Cour de justice de l’Union européenne Affaire C-913/19 – Litige transfrontalier entre un professionnel qui s’est vu transférer la créance d’une victime d’un accident de la circulation sur une entreprise d’assurances et cette entreprise : la Cour précise les règles de compétence juridictionnelle

Cour de justice de l’Union européenne Affaire C-913/19 – Arrêt du 20.05.2021

 

Communiqué de presse du 20.05.2021 consultable ici

Arrêt de la CJUE consultable ici

 

Le 28 février 2018, un accident de la route survenu en Pologne implique deux véhicules entrés en collision. La personne responsable de l’accident avait souscrit un contrat d’assurance de la responsabilité civile automobile auprès de Gefion Insurance A/S (ci-après « Gefion »), compagnie d’assurances ayant son siège au Danemark. Le 1er mars 2018, la personne lésée a loué un véhicule de remplacement auprès de l’atelier de réparation auquel son véhicule endommagé avait été confié. En règlement de cette prestation de location, cette personne a transféré à l’atelier de réparation la créance sur Gefion. Le 25 juin 2018, l’atelier de réparation a ensuite cédé cette même créance à CNP spółka z ograniczoną odpowiedzialnością.

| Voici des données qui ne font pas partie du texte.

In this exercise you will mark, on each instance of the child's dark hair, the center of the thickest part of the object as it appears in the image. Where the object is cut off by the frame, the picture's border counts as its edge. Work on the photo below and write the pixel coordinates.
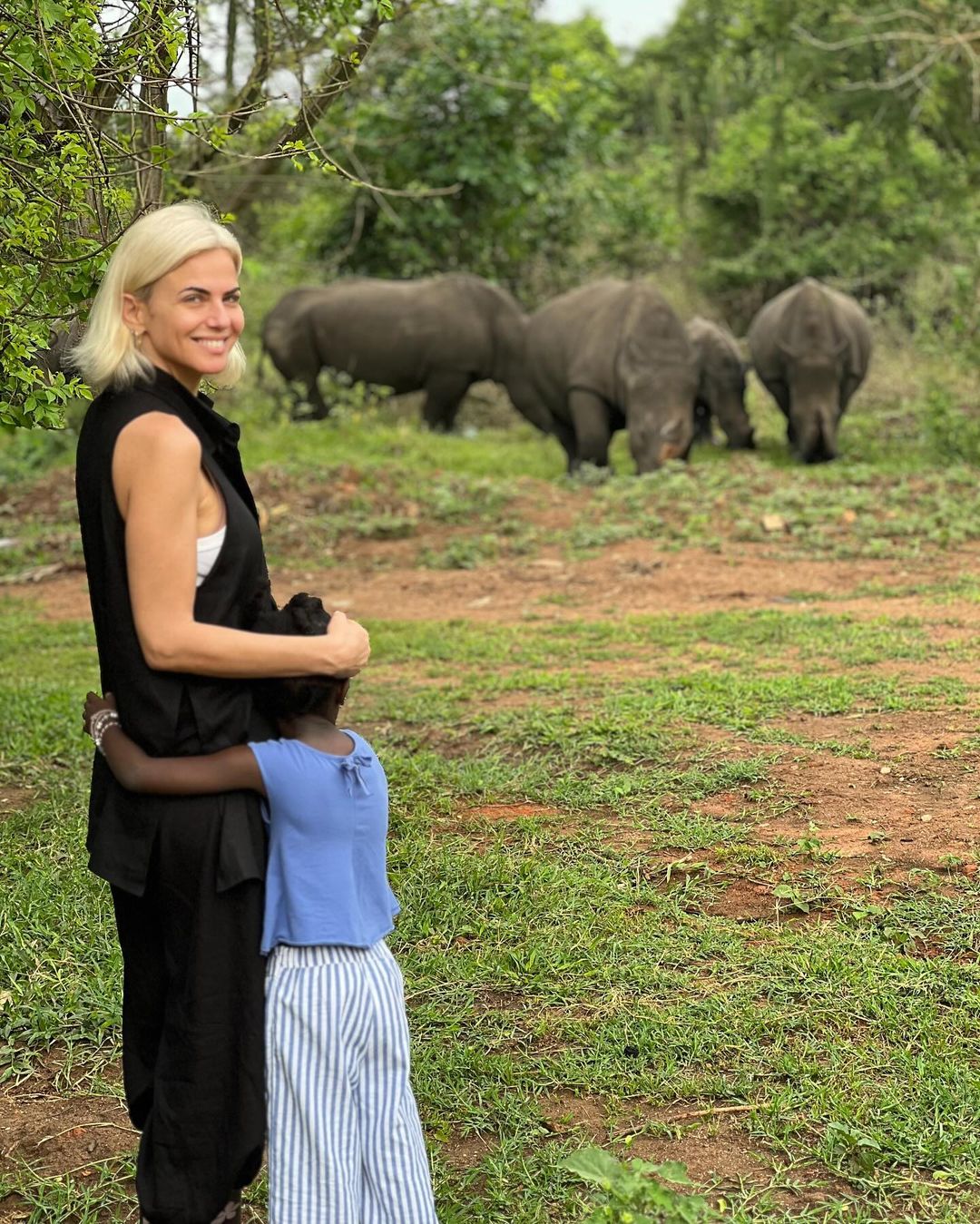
(294, 697)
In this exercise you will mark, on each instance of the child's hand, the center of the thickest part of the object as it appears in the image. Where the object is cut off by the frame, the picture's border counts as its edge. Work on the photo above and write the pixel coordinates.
(93, 704)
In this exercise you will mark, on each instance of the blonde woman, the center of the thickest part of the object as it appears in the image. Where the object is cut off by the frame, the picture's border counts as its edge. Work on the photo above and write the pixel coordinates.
(176, 572)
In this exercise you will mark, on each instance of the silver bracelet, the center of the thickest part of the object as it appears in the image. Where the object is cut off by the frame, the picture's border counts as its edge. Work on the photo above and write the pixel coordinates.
(99, 723)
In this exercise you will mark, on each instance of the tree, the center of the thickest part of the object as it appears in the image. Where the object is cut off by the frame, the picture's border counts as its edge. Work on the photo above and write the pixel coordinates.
(106, 112)
(482, 122)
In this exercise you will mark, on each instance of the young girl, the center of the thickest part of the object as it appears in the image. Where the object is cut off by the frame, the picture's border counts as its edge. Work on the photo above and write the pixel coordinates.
(345, 1141)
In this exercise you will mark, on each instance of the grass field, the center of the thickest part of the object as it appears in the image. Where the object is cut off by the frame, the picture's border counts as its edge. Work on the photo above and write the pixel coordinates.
(685, 812)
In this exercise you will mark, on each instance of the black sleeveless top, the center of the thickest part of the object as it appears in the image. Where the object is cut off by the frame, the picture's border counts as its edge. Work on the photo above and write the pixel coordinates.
(169, 714)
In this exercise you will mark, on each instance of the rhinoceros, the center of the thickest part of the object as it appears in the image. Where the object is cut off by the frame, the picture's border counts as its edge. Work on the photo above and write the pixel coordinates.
(439, 336)
(720, 383)
(608, 355)
(811, 347)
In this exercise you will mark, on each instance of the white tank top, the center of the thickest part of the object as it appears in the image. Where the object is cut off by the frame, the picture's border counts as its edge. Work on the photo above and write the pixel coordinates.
(207, 553)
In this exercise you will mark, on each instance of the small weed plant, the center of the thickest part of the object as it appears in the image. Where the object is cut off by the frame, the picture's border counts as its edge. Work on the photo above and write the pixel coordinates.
(636, 1191)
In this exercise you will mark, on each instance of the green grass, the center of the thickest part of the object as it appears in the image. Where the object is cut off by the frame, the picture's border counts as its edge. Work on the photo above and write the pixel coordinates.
(562, 956)
(578, 950)
(897, 492)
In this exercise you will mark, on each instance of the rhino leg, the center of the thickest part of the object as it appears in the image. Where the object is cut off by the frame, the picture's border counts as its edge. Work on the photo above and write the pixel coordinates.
(702, 428)
(591, 420)
(565, 435)
(445, 392)
(320, 407)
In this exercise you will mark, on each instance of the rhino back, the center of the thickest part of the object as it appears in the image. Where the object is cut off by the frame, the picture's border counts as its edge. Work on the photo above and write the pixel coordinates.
(808, 318)
(573, 340)
(397, 333)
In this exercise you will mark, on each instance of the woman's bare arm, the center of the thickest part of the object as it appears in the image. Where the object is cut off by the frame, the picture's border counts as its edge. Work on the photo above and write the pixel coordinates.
(232, 769)
(155, 473)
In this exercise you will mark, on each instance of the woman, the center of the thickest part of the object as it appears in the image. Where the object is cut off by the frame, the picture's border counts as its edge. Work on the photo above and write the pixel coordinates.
(175, 563)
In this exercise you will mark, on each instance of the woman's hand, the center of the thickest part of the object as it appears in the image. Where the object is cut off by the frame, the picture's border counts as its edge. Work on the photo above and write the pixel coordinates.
(344, 650)
(93, 704)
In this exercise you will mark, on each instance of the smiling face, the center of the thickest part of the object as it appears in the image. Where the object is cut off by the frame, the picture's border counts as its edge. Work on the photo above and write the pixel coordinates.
(191, 318)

Par lettre du 25 juin 2018, CNP a demandé à Gefion de lui verser le montant facturé pour la location du véhicule de remplacement.

Par lettre du 16 août 2018, Crawford Polska sp. z o.o., société établie en Pologne et chargée par Gefion du règlement du sinistre, a partiellement approuvé la facture relative à la location du véhicule de remplacement et accordé à CNP une partie du montant facturé pour cette location. Dans la partie finale de cette lettre, Crawford Polska a indiqué qu’une réclamation pouvait être introduite à son égard, en sa qualité d’organisme agréé par Gefion, ou directement à l’encontre de Gefion, « soit selon les règles de compétence générale, soit devant la juridiction du domicile ou du siège du preneur d’assurance, de l’assuré, du bénéficiaire ou de l’ayant droit en vertu du contrat d’assurance ».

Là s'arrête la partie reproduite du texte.